Thomas Broening: "Avedon said that all portraits were accurate and none of them were the truth. They are all in a sense a postulation or an argument. Every-time a photographer points the camera a another person he is making a judgement. The grander the judgement the greater the lie."
There seems to me to be a lot of truth in that. For example, Diane Arbus' work seems to me to be an endless repetition of her opinion of life and people. As her outlook is wildly different than mine, I find her work tedious and repetitive.
All this seems to me to be generally true of the opinions on that site, words that I may or may not agree with, often do, linked to images that seem to me most often at odds with the words.
One Data Point
Posted by: Moose | Tuesday, 08 August 2017 at 03:52 PM
I love doing portraits. Eternity in a 1/60th of a second....
Posted by: Richard Man | Tuesday, 08 August 2017 at 06:04 PM
Two words: Jane Bown
Posted by: Steve Rosenblum | Tuesday, 08 August 2017 at 11:17 PM
Part of being a successful artist is to confront our demons, anxieties and fears. Post your portrait and tell us why you feel it's your best ever. You don't have to spill the baggage if you don't want to.
Posted by: Eric Rose | Tuesday, 08 August 2017 at 11:17 PM
I think you already have already shown it once, was it framed in a window? Alt least, I remember a beautiful portrait from you.
Posted by: Roberto | Wednesday, 09 August 2017 at 03:22 AM
I think Joergs statement that "...for the most part I like portraits to be engaging, not chilly—and sympathetic, rather than demeaning or cruel ..." goes to the heart of the problem with a lot of street photography too. Publishing pictures of people who clearly didn't want to be photographed, for example, demonstrates an ethical disconnect -a failure of empathy. Which may well be linked to the kind of modernist mindset that obsesses about the corner sharpness of a lens, rather than considering the kinds of relationship involved in using the lens? the subject of Eduard Boubat's photography, by contrast, has dignity and agency.
Posted by: Brian Taylor | Wednesday, 09 August 2017 at 05:08 AM
Really enjoying this thread (portraiture). Lots of good memories. The image featured, surrounded by black was on the final issue of Camera and Darkroon. Sad day, great image.
Posted by: Rod Thompson | Wednesday, 09 August 2017 at 06:46 AM
Hmm… interesting perspective by Bruce Haley; a Western/European cultural point of view. As someone growing up in the Caribbean this woman's portrait has none of the emotional or cultural value that Bruce wrote about.
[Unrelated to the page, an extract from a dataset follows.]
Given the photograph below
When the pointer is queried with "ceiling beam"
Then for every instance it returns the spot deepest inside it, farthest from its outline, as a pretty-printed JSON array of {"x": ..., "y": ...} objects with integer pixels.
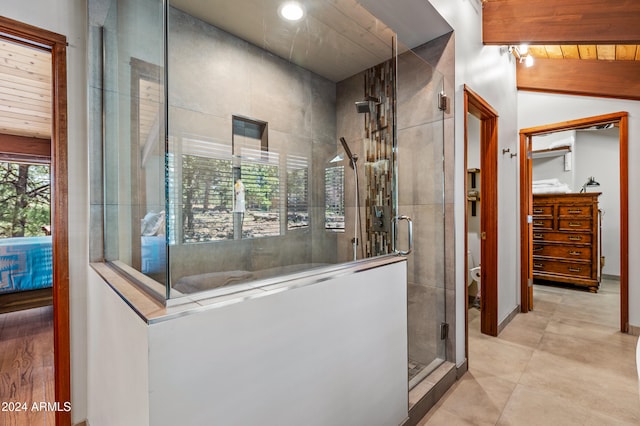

To me it is just another photo.
Posted by: Khürt Louis Williams | Wednesday, 09 August 2017 at 08:05 AM
"(I'm in a weird position because I got crosswise of the subject of my best-ever portrait and I can no longer show it comfortably without dredging up unwelcome interpersonal issues. You know what they say...oh well....)"
Now you've done it. Some of us won't be able to eat or sleep until we see your "best-ever". Get uncomfortable.
Posted by: James | Wednesday, 09 August 2017 at 09:19 AM
Khurt- I can understand you not liking said portrait, but as someone with Caribbean roots myself, I really don't see the cause/effect here...
Posted by: Stan B. | Wednesday, 09 August 2017 at 12:25 PM
My youngest niece walked by when I was looking at the photo. I asked her what she thought. She said, "Nice picture of a women taking a selfie."
Posted by: Milan | Wednesday, 09 August 2017 at 09:30 PM
I always thought it was odd that Martin Parr exhibited his work with Tony Ray Jones in a show a few years ago. When I read the phrase "insulting photographs of everyday folks on holiday at the seaside", I immediately thought of Martin Parr. Yet, the work of Tony Ray Jones is entirely sympathetic to his subjects and conveys a love of the English people like nothing else. Perhaps Martin Parr is deluded and thinks he is sympathetic like Jones, or perhaps he meant it as a contrast in styles. The more I look at portraits, the more I like the work of artists like Jones.